The Florida Board of Education approved a proposal Thursday which outlines the teaching of American history, banning critical race theory from being taught in classrooms across the Sunshine State.
While the proposed rule did not specifically mention critical race theory, it prevents teachers from trying “to indoctrinate or persuade students to a particular point of view.”
The rule states:
Instruction on the required topics must be factual and objective and may not suppress or distort significant historical events, such as the Holocaust, and may not define American history as something other than the creation of a new nation based largely on universal principles stated in the Declaration of Independence.

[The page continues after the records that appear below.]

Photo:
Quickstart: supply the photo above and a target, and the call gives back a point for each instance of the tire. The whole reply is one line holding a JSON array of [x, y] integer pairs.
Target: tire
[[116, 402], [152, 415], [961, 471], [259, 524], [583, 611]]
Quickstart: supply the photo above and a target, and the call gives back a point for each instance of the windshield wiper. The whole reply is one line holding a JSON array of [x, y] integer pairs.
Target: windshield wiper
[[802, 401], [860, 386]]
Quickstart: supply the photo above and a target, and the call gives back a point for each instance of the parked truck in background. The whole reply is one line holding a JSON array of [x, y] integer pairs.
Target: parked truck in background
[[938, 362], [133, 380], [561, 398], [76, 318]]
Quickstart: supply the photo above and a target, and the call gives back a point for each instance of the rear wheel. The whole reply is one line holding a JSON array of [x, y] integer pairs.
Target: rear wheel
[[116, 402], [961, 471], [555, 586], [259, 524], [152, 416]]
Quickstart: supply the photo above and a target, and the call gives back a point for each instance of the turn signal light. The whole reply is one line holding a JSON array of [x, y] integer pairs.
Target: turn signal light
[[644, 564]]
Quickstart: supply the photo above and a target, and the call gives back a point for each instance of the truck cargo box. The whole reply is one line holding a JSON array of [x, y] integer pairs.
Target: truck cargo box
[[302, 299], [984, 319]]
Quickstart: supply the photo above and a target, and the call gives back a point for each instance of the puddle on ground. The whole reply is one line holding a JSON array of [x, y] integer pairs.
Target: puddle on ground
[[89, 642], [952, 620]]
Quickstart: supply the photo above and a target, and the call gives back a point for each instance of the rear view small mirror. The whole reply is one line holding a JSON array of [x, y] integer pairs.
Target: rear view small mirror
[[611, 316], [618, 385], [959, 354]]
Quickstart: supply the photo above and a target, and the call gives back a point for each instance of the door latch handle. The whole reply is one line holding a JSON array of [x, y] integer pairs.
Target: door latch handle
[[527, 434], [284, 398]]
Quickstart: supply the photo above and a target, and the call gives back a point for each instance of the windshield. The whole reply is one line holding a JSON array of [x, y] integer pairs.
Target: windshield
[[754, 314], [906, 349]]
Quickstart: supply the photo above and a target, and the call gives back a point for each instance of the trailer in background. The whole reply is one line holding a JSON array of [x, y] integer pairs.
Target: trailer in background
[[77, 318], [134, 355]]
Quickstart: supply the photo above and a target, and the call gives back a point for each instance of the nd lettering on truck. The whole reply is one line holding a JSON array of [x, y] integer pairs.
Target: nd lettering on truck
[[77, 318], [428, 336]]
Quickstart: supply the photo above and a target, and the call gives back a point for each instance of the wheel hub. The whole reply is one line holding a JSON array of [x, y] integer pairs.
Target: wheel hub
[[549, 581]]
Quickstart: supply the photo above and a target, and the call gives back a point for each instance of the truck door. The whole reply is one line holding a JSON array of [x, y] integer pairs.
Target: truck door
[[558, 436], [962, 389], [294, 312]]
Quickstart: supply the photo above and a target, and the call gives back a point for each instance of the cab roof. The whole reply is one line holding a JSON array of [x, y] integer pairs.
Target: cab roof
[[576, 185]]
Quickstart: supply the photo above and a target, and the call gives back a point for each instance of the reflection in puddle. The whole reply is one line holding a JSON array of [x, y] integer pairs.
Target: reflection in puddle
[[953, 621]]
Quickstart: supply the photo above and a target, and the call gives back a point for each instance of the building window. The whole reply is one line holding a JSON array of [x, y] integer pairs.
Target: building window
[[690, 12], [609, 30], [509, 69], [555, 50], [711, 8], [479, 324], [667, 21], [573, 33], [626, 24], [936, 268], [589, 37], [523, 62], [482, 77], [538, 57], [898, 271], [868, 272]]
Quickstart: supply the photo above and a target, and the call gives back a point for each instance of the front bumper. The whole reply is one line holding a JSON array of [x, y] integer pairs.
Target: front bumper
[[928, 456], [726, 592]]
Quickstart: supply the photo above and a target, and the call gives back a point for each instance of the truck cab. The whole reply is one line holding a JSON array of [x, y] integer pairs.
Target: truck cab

The new language was offered in an amendment by board member Tom Grady during Thursday’s meeting held at the downtown campus of Florida State College at Jacksonville (FSCJ).
Gov. Ron DeSantis attended the Thursday meeting where he said Florida’s education system must implement “ fact over narrative,” describing the teaching of critical race theory as “outrageous.”
“Some of this stuff is, I think, really toxic,” DeSantis said to the school board. “I think it’s going to cause a lot of divisions. I think it’ll cause people to think of themselves more as a member of particular race based on skin color, rather than based on the content of their character and based on their hard work and what they’re trying to accomplish in life.”
Florida’s education system exists to create opportunity for our children. Critical Race Theory teaches kids to hate our country and to hate each other. It is state-sanctioned racism and has no place in Florida schools. pic.twitter.com/ludv7ARgNP
— Ron DeSantis (@GovRonDeSantis) June 10, 2021
Last month, DeSantis blasted critical race theory, saying it is “based on historical falsehoods.”
“It teaches people to view that as the most important characteristic,” DeSantis said. “And obviously if you’re certain races, Caucasian, what-not, they view that in a negative fashion. That is not something that’s appropriate for schools.”
“It’s based on historical falsehoods,” he added. “For example, some of these people have said the American Revolution was fought, uh, because they wanted to preserve slavery. Really? In Lexington and Concord, that’s what they were fighting about?”
DeSantis also stated that it would be “offensive” to have taxpayers “fund teaching kids to hate their country and to hate each other.”